Olanzapine (originally branded Zyprexa) is an atypical antipsychotic. It is approved by the U.S. Food and Drug Administration (FDA) for the treatment of schizophrenia and bipolar disorder.

Olanzapine is structurally similar to clozapine and quetiapine. It is a dopamine antagonist and is classified as a thienobenzodiazepine.

Olanzapine was first made in the United Kingdom in 1982 by Eli Lilly. The drug became generic in 2011. Sales of Zyprexa in 2008 were $2.2B in the US, and $4.7B worldwide.

The first-line psychiatric treatment for schizophrenia is antipsychotic medication which includes olanzapine. A Cochrane review found, however, that the usefulness for maintenance therapy is difficult to determine as more than half of people in trials quit before the six-week completion date.

National Institute for Health and Care Excellence, the British Association for Psychopharmacology, and the World Federation of Societies for Biological Psychiatry suggest that there is little difference in effectiveness between antipsychotics in prevention of relapse, and recommend that the specific choice of antipsychotic be chosen based on persons preference and side effect profile. The U.S. Agency for Healthcare Research and Quality concludes that olanzapine is not different from haloperidol in the treatment of positive symptoms and general psychopathology, or in overall assessment, but that it is superior for the treatment of negative and depressive symptoms. When trials enrolling only treatment-resistant patients were excluded from the analysis, olanzapine was superior for overall assessment.

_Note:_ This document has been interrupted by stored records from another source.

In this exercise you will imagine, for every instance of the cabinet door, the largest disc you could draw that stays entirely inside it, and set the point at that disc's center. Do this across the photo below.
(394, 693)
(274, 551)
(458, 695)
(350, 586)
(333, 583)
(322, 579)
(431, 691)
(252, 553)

A 2013 review of first episode schizophrenia concluded that olanzapine is superior to haloperidol in providing a lower discontinuation rate, and in short-term symptom reduction, response rate, negative symptoms, depression, cognitive function, discontinuation due to poor efficacy, and long-term relapse, but not in positive symptoms or on the Clinical Global Impressions score. In contrast, pooled second generation antipsychotics showed superiority to first generation antipsychotics only against the discontinuation, negative symptoms (with a much larger effect seen among industry- compared to government-sponsored studies), and cognition scores. Olanzapine caused less extrapyramidal side effects, less akathisia, but caused significantly more weight gain, serum cholesterol increase, and triglyceride increase than haloperidol. A 2012 review concluded that among 10 atypical antipsychotics, only clozapine, olanzapine, and risperidone were better than first generation antipsychotics. A 2011 review concluded that neither first- nor second generation antipsychotics produce clinically meaningful changes in Clinical Global Impression scores but found that olanzapine and amisulpride produce larger effects on the PANSS and BPRS batteries than 5 other second generation antipsychotics or pooled first generation antipsychotics.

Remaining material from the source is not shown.